Pelaku ekspor pertambangan yang memenuhi syarat sekarang cuma diwajibkan menyetor minimal 30% dana hasil ekspor pada rekening khusus dalam negeri selama tiga bulan, berbanding regulasi terdahulu yang mewajibkan penempatan 100% selama 12 bulan.

"Meski kebijakan ini diperkirakan akan meningkatkan likuiditas eksportir dan menjaga daya saing perdagangan, relaksasi tersebut berpotensi mengurangi likuiditas valas domestik dan melemahkan dukungan struktural terhadap stabilitas Rupiah," kata Jessica dalam riset Rabu (29/7).
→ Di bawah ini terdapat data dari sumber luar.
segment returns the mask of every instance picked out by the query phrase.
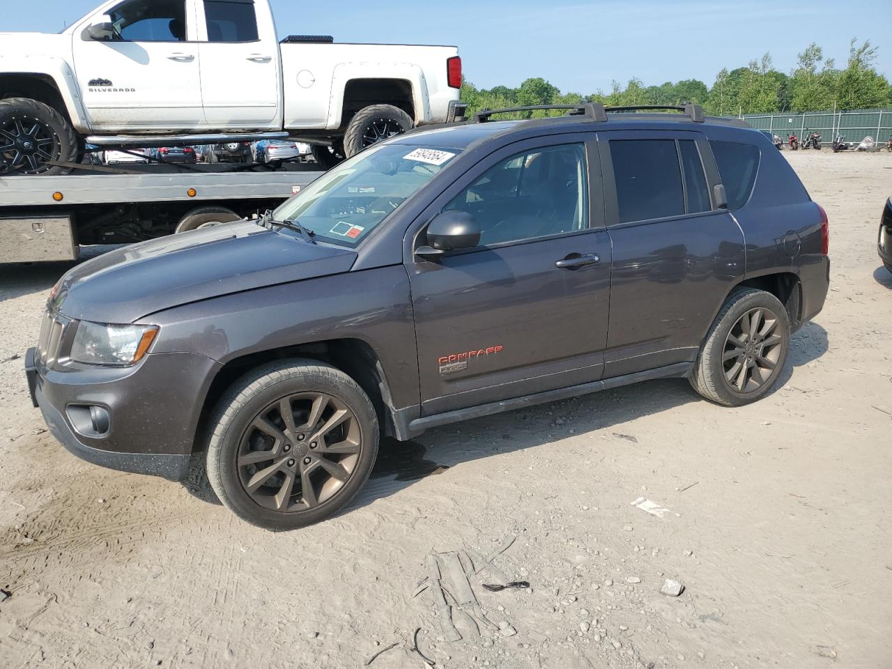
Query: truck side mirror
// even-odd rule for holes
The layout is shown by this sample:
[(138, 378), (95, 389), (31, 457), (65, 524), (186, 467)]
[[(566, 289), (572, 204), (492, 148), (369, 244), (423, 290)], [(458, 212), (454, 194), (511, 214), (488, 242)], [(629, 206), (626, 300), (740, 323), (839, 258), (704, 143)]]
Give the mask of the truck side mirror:
[(716, 184), (713, 186), (713, 200), (715, 202), (716, 209), (728, 209), (728, 194), (725, 193), (724, 184)]
[(103, 14), (90, 24), (90, 27), (87, 29), (87, 34), (90, 36), (90, 39), (104, 42), (113, 39), (118, 31), (112, 22), (112, 17), (109, 14)]
[(415, 252), (428, 260), (448, 251), (473, 249), (480, 244), (480, 225), (467, 211), (443, 211), (428, 225), (427, 244)]

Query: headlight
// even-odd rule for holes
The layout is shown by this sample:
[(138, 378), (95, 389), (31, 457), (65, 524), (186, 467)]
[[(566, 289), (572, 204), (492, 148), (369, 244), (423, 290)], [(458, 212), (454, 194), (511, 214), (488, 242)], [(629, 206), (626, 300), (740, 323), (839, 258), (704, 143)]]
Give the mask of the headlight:
[(69, 356), (90, 365), (135, 365), (158, 334), (157, 326), (115, 326), (82, 320)]

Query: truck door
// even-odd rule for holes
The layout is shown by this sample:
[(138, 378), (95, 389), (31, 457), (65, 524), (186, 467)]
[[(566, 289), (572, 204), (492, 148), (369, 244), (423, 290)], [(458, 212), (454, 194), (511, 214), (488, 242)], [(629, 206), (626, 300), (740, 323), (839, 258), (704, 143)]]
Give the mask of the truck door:
[(269, 5), (199, 3), (204, 118), (213, 128), (281, 129), (279, 46)]
[[(95, 131), (199, 128), (204, 120), (192, 0), (126, 0), (106, 12), (115, 35), (73, 36), (78, 86)], [(191, 19), (191, 20), (190, 20)]]
[(477, 248), (407, 259), (423, 415), (601, 377), (610, 243), (592, 139), (505, 147), (422, 214), (467, 211), (482, 230)]
[(613, 244), (604, 376), (693, 361), (746, 270), (740, 227), (714, 202), (718, 170), (692, 131), (599, 131)]

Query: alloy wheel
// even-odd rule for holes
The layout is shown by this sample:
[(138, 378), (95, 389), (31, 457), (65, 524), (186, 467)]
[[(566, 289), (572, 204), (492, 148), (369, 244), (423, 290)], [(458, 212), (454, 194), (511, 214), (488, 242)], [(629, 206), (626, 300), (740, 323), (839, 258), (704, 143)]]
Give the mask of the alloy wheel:
[(336, 495), (361, 450), (359, 424), (346, 404), (324, 392), (300, 392), (256, 416), (242, 437), (236, 465), (252, 500), (293, 513)]
[(783, 352), (778, 318), (756, 307), (738, 318), (725, 339), (722, 365), (725, 383), (736, 392), (753, 392), (774, 374)]
[(59, 136), (49, 126), (29, 116), (13, 116), (0, 126), (0, 172), (21, 170), (39, 174), (59, 154)]

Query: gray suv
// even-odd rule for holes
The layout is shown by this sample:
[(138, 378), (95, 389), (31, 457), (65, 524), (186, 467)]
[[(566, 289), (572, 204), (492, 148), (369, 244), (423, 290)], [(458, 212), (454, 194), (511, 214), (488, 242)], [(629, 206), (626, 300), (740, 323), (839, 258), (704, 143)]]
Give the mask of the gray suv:
[(202, 463), (287, 529), (356, 495), (381, 434), (662, 377), (758, 400), (824, 303), (827, 217), (762, 133), (673, 109), (410, 131), (261, 219), (76, 267), (35, 404), (87, 460)]

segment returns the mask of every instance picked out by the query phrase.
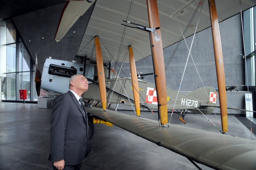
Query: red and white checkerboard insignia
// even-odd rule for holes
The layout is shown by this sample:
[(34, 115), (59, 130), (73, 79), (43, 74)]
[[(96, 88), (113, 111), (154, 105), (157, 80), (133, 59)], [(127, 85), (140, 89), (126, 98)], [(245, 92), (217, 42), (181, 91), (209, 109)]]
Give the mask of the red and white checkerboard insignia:
[(216, 103), (217, 101), (217, 93), (213, 92), (210, 92), (210, 98), (209, 99), (210, 103)]
[(156, 89), (154, 90), (154, 88), (148, 87), (148, 89), (147, 90), (146, 102), (149, 104), (157, 104), (157, 96)]

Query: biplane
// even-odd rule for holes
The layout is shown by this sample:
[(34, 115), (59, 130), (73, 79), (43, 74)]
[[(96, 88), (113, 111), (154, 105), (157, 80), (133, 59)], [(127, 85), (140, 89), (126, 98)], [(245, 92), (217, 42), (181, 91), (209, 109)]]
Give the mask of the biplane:
[[(236, 91), (238, 91), (238, 90), (237, 89), (237, 87), (242, 87), (245, 86), (245, 85), (235, 85), (234, 86), (232, 85), (226, 85), (226, 91), (232, 91), (232, 90)], [(215, 88), (217, 91), (219, 91), (219, 89), (217, 88)]]
[[(80, 57), (75, 58), (72, 61), (47, 59), (41, 75), (36, 66), (37, 89), (42, 88), (59, 93), (66, 92), (68, 89), (69, 78), (74, 74), (83, 74), (91, 83), (90, 90), (85, 93), (83, 98), (90, 106), (87, 108), (87, 111), (92, 116), (93, 122), (101, 120), (113, 124), (184, 156), (198, 168), (195, 162), (215, 169), (256, 169), (254, 161), (256, 142), (226, 135), (228, 131), (226, 87), (216, 10), (220, 11), (220, 16), (224, 19), (240, 12), (239, 8), (231, 9), (227, 7), (231, 4), (239, 6), (240, 2), (241, 9), (243, 10), (255, 6), (255, 2), (248, 0), (235, 2), (230, 0), (217, 1), (215, 4), (214, 0), (209, 0), (209, 6), (203, 7), (204, 2), (206, 1), (173, 0), (176, 12), (171, 16), (169, 9), (164, 2), (160, 1), (127, 0), (122, 3), (114, 0), (111, 3), (104, 0), (68, 2), (57, 29), (55, 37), (57, 41), (61, 41), (74, 21), (91, 6), (94, 6), (78, 51), (77, 55), (84, 57), (82, 59)], [(205, 5), (207, 3), (204, 2)], [(130, 9), (132, 6), (132, 11), (124, 12), (127, 11), (125, 9), (130, 7)], [(202, 24), (189, 21), (188, 16), (196, 15), (192, 11), (202, 9), (205, 13), (205, 11), (208, 11), (205, 9), (208, 7), (210, 13), (206, 15), (210, 16), (210, 21), (205, 20), (207, 17), (203, 16), (201, 16)], [(229, 9), (228, 12), (226, 9)], [(187, 109), (196, 113), (210, 113), (214, 110), (217, 98), (216, 90), (212, 87), (199, 88), (187, 95), (182, 94), (179, 90), (166, 88), (163, 48), (179, 42), (182, 37), (177, 36), (175, 30), (178, 28), (174, 26), (171, 31), (165, 29), (165, 24), (170, 24), (170, 22), (160, 21), (159, 13), (166, 19), (176, 18), (184, 24), (189, 24), (186, 31), (190, 35), (211, 26), (222, 117), (221, 131), (224, 134), (168, 123), (168, 110), (173, 112), (176, 109), (183, 111)], [(70, 16), (73, 18), (70, 17), (67, 19), (67, 16)], [(130, 20), (136, 22), (132, 22)], [(135, 23), (137, 22), (139, 23)], [(148, 23), (149, 26), (145, 26)], [(145, 43), (146, 41), (149, 43)], [(142, 52), (141, 55), (134, 52), (133, 47), (135, 46)], [(105, 50), (106, 48), (108, 50)], [(140, 76), (135, 64), (143, 58), (142, 56), (150, 55), (152, 57), (155, 84), (138, 79)], [(126, 55), (129, 57), (126, 57)], [(119, 71), (115, 71), (117, 66), (121, 68), (124, 62), (130, 64), (130, 78), (119, 76), (121, 68)], [(91, 102), (97, 103), (94, 105)], [(136, 116), (108, 109), (110, 104), (128, 102), (134, 107)], [(100, 103), (101, 109), (94, 107)], [(140, 117), (141, 107), (156, 110), (158, 121)]]

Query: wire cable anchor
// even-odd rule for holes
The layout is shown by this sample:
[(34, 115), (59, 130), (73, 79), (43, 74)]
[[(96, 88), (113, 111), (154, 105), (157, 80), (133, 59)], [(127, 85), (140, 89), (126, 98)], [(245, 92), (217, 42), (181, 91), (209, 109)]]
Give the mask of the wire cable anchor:
[(157, 33), (156, 32), (156, 30), (160, 29), (160, 27), (156, 27), (155, 28), (150, 28), (149, 27), (146, 27), (146, 26), (144, 26), (141, 25), (140, 25), (138, 24), (136, 24), (135, 23), (132, 22), (130, 21), (126, 21), (125, 20), (123, 20), (123, 21), (125, 22), (127, 22), (129, 23), (130, 24), (133, 24), (134, 25), (137, 25), (136, 26), (130, 26), (128, 25), (125, 24), (121, 24), (121, 25), (122, 25), (124, 26), (128, 26), (128, 27), (130, 27), (132, 28), (137, 28), (139, 29), (140, 30), (143, 30), (146, 31), (148, 32), (152, 32), (154, 33), (154, 34), (156, 35), (156, 36), (158, 37), (158, 38), (159, 38), (159, 36), (158, 35)]

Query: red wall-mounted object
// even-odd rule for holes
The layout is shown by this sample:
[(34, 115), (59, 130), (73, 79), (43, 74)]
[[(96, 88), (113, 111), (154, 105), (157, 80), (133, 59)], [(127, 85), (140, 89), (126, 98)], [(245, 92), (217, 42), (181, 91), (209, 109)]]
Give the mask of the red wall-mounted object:
[(27, 90), (20, 90), (20, 99), (27, 99)]

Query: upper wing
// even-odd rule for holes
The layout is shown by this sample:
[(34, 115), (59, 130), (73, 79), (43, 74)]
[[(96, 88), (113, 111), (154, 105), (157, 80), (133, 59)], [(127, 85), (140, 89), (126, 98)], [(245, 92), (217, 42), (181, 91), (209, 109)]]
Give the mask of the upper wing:
[[(179, 26), (184, 31), (195, 9), (202, 1), (158, 0), (163, 48), (179, 41), (182, 36)], [(204, 1), (203, 4), (197, 32), (211, 26), (208, 1)], [(238, 13), (240, 11), (239, 0), (216, 0), (215, 2), (219, 22)], [(242, 0), (241, 4), (242, 11), (256, 4), (255, 0)], [(199, 13), (198, 11), (189, 25), (185, 37), (194, 33)], [(105, 51), (102, 47), (105, 63), (109, 60), (114, 62), (118, 57), (119, 61), (122, 61), (129, 45), (135, 49), (134, 50), (135, 61), (150, 55), (148, 33), (138, 29), (126, 28), (121, 25), (122, 23), (125, 24), (123, 20), (148, 27), (146, 1), (123, 0), (121, 3), (119, 0), (97, 0), (77, 55), (84, 56), (85, 54), (91, 54), (94, 41), (90, 41), (96, 35), (100, 37), (105, 47), (111, 54), (107, 54), (107, 50)], [(126, 28), (126, 31), (124, 31)], [(95, 58), (95, 53), (93, 53), (93, 59)], [(129, 57), (127, 57), (124, 62), (128, 63)]]
[(92, 0), (92, 3), (89, 3), (85, 0), (67, 2), (62, 11), (61, 17), (54, 38), (55, 41), (59, 41), (61, 40), (80, 16), (86, 12), (95, 0)]
[(171, 124), (116, 112), (87, 108), (101, 118), (158, 145), (215, 169), (255, 170), (256, 142)]

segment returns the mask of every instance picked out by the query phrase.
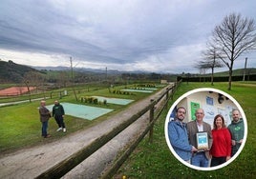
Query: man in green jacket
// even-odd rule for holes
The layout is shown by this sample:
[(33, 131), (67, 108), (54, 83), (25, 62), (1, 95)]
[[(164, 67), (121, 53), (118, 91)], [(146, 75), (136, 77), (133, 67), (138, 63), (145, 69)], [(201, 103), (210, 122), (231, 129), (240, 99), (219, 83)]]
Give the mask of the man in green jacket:
[(66, 127), (64, 123), (64, 115), (65, 115), (65, 111), (64, 111), (63, 106), (60, 105), (58, 101), (54, 101), (54, 106), (53, 107), (53, 117), (54, 117), (58, 125), (57, 131), (61, 129), (63, 129), (64, 132), (66, 131)]
[(232, 110), (232, 122), (228, 126), (228, 129), (231, 133), (231, 139), (232, 139), (232, 153), (233, 156), (241, 147), (244, 139), (244, 133), (245, 133), (245, 125), (244, 120), (241, 118), (241, 114), (239, 109), (235, 109)]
Jessica juga menganggap kejatuhan tajam rupiah utamanya dipicu oleh kecemasan pasar mengenai rumor pengunduran diri Gubernur Bank Indonesia Perry Warjiyo.

"Depresiasi rupiah yang tajam terutama didorong oleh kekhawatiran atas isu pengunduran diri Gubernur BI Perry Warjiyo yang meningkatkan ketidakpastian terhadap keberlanjutan kebijakan, kredibilitas institusi, dan tata kelola," tuturnya.

Tekanan pun terlihat di pasar utang.

Imbal hasil Surat Berharga Negara (SBN) tenor 10 tahun merangkak ke 7,39%, sedangkan yield tenor dua tahun terbilang stabil di 7,11%.

Dinamika ini menandakan penanam modal masih memilih obligasi berjangka pendek di tengah tingginya keraguan.

Di samping itu, premi risiko nasional juga melonjak.

Credit Default Swap (CDS) tenor lima tahun naik menuju 93 basis poin, tingkat tertinggi dalam sebulan belakangan, yang memperlihatkan kenaikan persepsi risiko terhadap aset nasional.

Ke depannya, Mirae Asset Sekuritas memprediksi investor bakal tetap mengambil sikap wait and see sampai terdapat kejelasan terkait penunjukan Gubernur BI yang baru serta langkah pemerintah dalam mengawal kebijakan.

Permintaan obligasi diperkirakan tetap berpusat pada tenor pendek, sedangkan arah sentimen pasar bakal amat bergantung pada kemampuan pemerintah menjamin transisi kepemimpinan berjalan lancar dan menjaga kepercayaan pada kerangka kebijakan moneter nasional.